Another Persian rendition of the book by Shiva Maqanlu was released by the Nimaj publishing house in May.
“Klara and the Sun” was originally published by Knopf on March 2, 2021.
It is the first novel by Ishiguro since he was awarded the Nobel Prize in Literature in 2017.
The book is about Klara, an artificial friend with outstanding observational qualities, who, from her place in the store, carefully watches the behavior of those who come in to browse, and of those who pass on the street outside. She remains hopeful that a customer will soon choose her.
The dystopian science fiction story is a thrilling book that offers a look at our changing world through the eyes of an unforgettable narrator, and one that explores the fundamental question: What does it mean to love?

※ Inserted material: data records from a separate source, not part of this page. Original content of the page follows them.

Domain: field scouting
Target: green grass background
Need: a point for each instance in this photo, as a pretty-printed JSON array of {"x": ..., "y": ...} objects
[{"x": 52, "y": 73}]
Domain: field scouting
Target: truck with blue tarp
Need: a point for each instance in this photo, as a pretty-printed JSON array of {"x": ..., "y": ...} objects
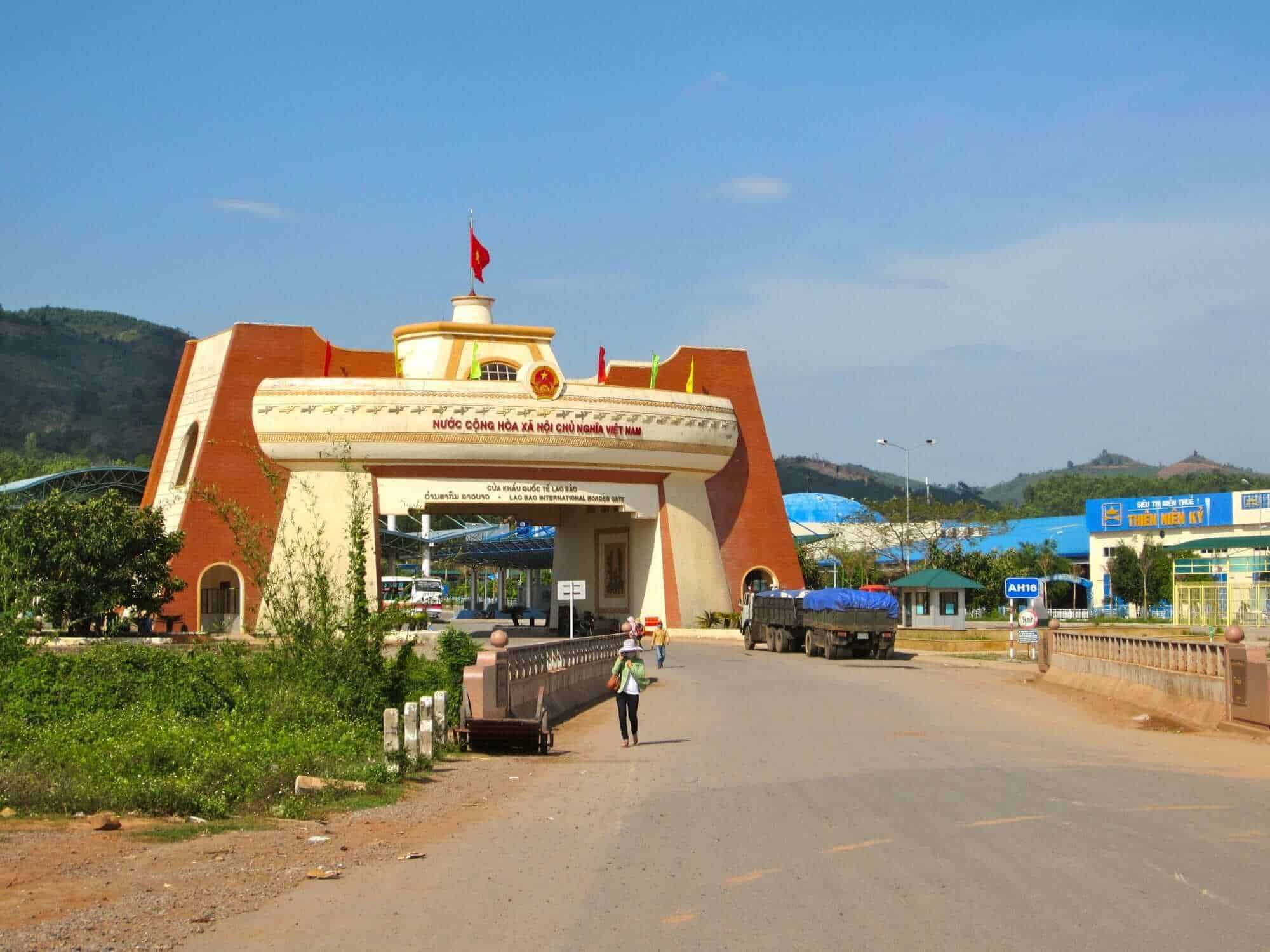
[{"x": 827, "y": 623}]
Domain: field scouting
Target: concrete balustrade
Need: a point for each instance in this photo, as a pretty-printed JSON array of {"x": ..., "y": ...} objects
[
  {"x": 439, "y": 715},
  {"x": 412, "y": 732},
  {"x": 1186, "y": 680},
  {"x": 392, "y": 738},
  {"x": 571, "y": 675},
  {"x": 426, "y": 732}
]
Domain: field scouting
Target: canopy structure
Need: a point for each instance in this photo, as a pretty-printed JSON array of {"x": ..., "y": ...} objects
[
  {"x": 937, "y": 579},
  {"x": 510, "y": 550},
  {"x": 92, "y": 480}
]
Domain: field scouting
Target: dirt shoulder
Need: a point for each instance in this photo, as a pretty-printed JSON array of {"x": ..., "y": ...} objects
[{"x": 67, "y": 887}]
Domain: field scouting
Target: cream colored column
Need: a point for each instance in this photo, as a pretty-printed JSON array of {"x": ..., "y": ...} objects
[{"x": 699, "y": 573}]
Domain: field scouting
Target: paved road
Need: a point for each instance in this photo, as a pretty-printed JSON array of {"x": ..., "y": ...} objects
[{"x": 789, "y": 803}]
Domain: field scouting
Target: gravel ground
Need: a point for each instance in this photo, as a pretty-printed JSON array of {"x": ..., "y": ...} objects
[{"x": 69, "y": 888}]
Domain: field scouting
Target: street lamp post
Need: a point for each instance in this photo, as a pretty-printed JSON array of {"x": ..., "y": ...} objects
[{"x": 885, "y": 442}]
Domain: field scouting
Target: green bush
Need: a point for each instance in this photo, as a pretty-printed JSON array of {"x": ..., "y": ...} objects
[{"x": 205, "y": 732}]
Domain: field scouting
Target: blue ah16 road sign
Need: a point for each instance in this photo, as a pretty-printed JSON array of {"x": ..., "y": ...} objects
[{"x": 1023, "y": 588}]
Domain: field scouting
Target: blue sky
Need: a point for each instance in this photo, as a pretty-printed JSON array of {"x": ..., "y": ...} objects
[{"x": 1029, "y": 232}]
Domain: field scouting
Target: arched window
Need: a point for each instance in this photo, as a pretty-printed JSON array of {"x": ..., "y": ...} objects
[
  {"x": 497, "y": 370},
  {"x": 187, "y": 456}
]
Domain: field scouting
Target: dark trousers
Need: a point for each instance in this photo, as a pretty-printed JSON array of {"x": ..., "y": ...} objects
[{"x": 628, "y": 704}]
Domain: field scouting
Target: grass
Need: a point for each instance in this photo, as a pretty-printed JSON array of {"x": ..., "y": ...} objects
[
  {"x": 213, "y": 732},
  {"x": 182, "y": 832}
]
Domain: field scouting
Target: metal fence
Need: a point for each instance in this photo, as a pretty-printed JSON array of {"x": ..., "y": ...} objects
[
  {"x": 1202, "y": 658},
  {"x": 531, "y": 661},
  {"x": 1217, "y": 604}
]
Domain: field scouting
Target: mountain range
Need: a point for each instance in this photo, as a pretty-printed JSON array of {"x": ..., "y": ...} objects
[
  {"x": 96, "y": 384},
  {"x": 93, "y": 384}
]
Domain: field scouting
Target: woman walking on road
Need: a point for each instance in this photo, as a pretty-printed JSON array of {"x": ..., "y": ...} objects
[{"x": 629, "y": 671}]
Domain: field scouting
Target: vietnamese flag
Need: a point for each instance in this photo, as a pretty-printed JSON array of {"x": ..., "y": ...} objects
[{"x": 481, "y": 257}]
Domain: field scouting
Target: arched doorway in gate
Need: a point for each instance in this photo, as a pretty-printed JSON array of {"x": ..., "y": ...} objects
[
  {"x": 759, "y": 579},
  {"x": 220, "y": 600}
]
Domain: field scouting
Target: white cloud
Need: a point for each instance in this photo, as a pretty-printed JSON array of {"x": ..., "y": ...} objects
[
  {"x": 714, "y": 82},
  {"x": 1089, "y": 291},
  {"x": 755, "y": 188},
  {"x": 262, "y": 210}
]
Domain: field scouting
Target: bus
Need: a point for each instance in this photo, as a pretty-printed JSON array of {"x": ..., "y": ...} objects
[{"x": 420, "y": 597}]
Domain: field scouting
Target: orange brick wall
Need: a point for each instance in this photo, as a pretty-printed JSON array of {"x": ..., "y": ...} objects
[
  {"x": 746, "y": 496},
  {"x": 231, "y": 454}
]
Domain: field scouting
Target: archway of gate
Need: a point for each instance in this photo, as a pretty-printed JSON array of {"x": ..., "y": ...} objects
[{"x": 606, "y": 535}]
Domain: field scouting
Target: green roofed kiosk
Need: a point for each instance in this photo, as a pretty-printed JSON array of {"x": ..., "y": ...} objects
[{"x": 934, "y": 598}]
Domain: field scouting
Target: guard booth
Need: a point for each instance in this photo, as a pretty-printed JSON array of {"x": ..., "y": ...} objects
[{"x": 934, "y": 598}]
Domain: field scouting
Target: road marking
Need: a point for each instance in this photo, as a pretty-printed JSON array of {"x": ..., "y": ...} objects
[
  {"x": 1008, "y": 819},
  {"x": 750, "y": 878},
  {"x": 1156, "y": 808},
  {"x": 863, "y": 845}
]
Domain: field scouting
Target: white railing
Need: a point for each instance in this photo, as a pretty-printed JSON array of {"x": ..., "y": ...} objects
[{"x": 1203, "y": 658}]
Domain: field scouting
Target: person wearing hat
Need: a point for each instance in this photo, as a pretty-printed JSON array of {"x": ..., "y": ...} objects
[{"x": 629, "y": 671}]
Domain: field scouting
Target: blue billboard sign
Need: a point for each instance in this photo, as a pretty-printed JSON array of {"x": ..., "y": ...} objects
[
  {"x": 1023, "y": 587},
  {"x": 1145, "y": 513}
]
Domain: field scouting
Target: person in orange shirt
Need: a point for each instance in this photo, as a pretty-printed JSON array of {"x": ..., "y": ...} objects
[{"x": 661, "y": 637}]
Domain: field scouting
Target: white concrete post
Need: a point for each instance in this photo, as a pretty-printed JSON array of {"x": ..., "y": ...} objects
[
  {"x": 392, "y": 742},
  {"x": 425, "y": 529},
  {"x": 426, "y": 728},
  {"x": 412, "y": 732},
  {"x": 439, "y": 715}
]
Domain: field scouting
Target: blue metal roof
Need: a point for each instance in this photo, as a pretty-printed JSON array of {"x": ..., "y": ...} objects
[
  {"x": 825, "y": 507},
  {"x": 1069, "y": 534},
  {"x": 93, "y": 479}
]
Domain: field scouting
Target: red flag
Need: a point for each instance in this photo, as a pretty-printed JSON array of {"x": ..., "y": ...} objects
[{"x": 481, "y": 257}]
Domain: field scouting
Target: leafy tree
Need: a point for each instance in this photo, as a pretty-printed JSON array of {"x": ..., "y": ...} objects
[
  {"x": 813, "y": 576},
  {"x": 923, "y": 534},
  {"x": 83, "y": 559},
  {"x": 1142, "y": 578}
]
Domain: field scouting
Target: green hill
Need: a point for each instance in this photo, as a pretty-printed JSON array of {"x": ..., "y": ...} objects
[
  {"x": 1012, "y": 492},
  {"x": 810, "y": 474},
  {"x": 86, "y": 383}
]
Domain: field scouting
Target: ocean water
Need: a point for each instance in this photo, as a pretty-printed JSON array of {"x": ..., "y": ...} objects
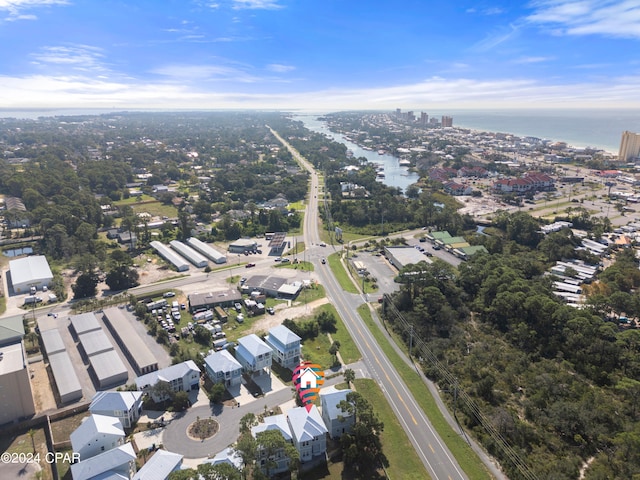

In her review for The New York Times, Radhika Jones notes that “Klara and the Sun” returns to the theme of “The Remains of the Day” as “Ishiguro gives voice to not the human, but the clone; not the lord, but the servant. ‘Klara and the Sun’ complements his brilliant vision, though it doesn’t reach the artistic heights of his past achievements. When Klara says, ‘I have my memories to go through and place in the right order,’ it strikes the quintessential Ishiguro chord.”
In a positive review, Cherwell described Ishiguro’s novel as characterized by “elegance and poise,” praising the narrator Klara as “a memorable first-person narrative voice, simultaneously robotic and infantile, scrupulous yet naive.”
The Economist praised the book and mentioned that it affects “a cross between ‘Never Let Me Go’ and ‘The Remains of the Day’, with Klara in the place of Stevens, the butler whose first-person narration provided a between-the-lines portrait of morality among the English upper crust in the interwar years.”